I believe this means that the part's computer has the vehicle's VIN loaded into it with a computer that can only be purchased/used by a certified technician. If he was to buy a new part, it would have a blank VIN; and if he pulled one from a junker, it would have that car's VIN.

(edit: should also say, I think a VIN mismatch would cause the ECU to refuse to work with that part and shut down)


Well that's dumb. I've never heard of that before. But I guess I shouldn't be surprised. Thanks!


It gets even more fiendish than that - you can have entire linked dependencies of locked modules. My old Saab’s key was locked to the security computer, to the column immobilizer, then to the engine computer.

Lost one key? Bummer. Lost all your keys? $2500, several hours of reprogramming time at the dealer, and a bunch of new parts shipped over from Trollhattan.
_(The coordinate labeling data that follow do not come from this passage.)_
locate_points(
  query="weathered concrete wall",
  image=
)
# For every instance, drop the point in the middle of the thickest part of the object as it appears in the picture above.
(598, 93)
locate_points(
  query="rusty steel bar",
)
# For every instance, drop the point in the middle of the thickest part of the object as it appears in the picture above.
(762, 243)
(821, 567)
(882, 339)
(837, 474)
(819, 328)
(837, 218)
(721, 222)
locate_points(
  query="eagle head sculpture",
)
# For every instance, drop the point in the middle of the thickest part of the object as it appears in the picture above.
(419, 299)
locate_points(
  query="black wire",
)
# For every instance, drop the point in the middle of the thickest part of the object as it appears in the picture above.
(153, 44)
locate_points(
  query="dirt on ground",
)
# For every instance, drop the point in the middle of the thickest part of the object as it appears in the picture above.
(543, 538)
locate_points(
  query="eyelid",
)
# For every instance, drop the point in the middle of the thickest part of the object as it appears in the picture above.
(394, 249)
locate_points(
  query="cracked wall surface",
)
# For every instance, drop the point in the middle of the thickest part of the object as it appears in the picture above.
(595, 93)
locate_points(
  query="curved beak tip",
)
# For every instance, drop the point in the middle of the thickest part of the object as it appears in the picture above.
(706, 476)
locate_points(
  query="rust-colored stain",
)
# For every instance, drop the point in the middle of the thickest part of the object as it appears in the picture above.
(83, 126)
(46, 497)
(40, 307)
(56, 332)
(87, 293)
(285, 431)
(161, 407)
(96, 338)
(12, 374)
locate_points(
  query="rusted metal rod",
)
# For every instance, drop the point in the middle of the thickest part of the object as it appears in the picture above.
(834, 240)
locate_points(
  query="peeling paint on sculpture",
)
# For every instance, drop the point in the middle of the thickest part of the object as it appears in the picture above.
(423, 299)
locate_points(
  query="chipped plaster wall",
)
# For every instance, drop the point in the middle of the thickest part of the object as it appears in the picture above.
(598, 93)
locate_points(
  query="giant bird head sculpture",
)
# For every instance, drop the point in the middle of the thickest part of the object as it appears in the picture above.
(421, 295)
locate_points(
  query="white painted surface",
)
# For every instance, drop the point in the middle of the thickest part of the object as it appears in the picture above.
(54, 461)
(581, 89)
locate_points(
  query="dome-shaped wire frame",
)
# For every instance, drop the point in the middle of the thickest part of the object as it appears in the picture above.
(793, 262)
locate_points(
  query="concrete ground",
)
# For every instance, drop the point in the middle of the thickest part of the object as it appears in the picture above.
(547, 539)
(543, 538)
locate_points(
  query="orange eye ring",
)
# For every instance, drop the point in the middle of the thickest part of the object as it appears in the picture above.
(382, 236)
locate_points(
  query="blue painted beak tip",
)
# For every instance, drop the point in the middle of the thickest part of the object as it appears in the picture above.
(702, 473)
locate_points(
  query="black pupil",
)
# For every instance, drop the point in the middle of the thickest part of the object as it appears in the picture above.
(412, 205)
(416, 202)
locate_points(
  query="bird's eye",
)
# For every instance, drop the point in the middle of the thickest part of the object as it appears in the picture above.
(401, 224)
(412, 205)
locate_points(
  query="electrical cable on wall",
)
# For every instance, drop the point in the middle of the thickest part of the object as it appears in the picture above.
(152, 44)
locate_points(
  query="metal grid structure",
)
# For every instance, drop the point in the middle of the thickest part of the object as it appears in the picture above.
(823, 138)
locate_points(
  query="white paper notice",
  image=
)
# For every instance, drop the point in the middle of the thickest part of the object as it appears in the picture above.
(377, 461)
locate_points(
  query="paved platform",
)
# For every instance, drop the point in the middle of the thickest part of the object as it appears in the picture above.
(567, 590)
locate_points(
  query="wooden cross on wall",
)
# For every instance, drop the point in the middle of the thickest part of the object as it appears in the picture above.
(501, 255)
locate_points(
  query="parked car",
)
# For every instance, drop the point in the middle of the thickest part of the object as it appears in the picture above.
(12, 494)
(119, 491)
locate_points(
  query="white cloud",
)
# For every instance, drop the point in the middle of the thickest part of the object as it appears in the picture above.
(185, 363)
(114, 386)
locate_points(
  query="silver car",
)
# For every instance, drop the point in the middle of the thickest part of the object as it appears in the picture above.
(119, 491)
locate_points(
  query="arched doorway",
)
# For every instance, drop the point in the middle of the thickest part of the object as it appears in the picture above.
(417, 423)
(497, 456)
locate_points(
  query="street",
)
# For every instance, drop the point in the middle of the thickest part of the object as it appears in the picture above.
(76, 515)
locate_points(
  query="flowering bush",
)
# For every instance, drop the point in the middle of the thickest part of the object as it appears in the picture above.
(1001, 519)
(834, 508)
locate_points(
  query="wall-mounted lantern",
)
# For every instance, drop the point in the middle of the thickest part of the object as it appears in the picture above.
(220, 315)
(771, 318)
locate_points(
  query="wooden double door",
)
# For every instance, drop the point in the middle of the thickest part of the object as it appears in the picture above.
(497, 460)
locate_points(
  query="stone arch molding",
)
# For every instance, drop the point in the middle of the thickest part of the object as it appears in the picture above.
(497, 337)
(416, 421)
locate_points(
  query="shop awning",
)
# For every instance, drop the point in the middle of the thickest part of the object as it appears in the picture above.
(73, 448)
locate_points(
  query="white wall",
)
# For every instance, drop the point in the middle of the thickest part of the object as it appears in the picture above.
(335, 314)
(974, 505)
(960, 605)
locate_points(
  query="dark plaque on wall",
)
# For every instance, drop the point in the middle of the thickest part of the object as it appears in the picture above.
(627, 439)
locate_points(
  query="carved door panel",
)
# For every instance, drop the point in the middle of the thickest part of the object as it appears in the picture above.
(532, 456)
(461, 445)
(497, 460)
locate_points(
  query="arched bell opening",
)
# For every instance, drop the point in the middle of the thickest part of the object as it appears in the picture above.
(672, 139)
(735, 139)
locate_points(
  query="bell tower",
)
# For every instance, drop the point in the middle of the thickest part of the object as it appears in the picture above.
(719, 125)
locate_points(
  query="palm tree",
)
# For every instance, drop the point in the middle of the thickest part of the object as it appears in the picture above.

Thankfully the hacking scene has managed to bypass lots of this as Saab no longer exists to make parts. But this was the state of the art in 2003. I’m sure it’s even worse now.


It's going to get worse - on most cars the CAN bus is not encrypted and the messages are not signed. There was a comment here recently where a tech in the auto industry claimed that one manufacturer was planning to start signing the CAN bus packets. That will mean it likely becomes impossible to do things like re-code the PCM for a motor with a different VIN so you can re-use the PCM in another vehicle.

That will be quite hard to overcome.


BMW has been doing this for a while.


I wonder if this didnt start with 2005 7 series when it received FLIR Night Vision system. That thing was locked down due to ITAR and gave BMW excuse to pair with ECU.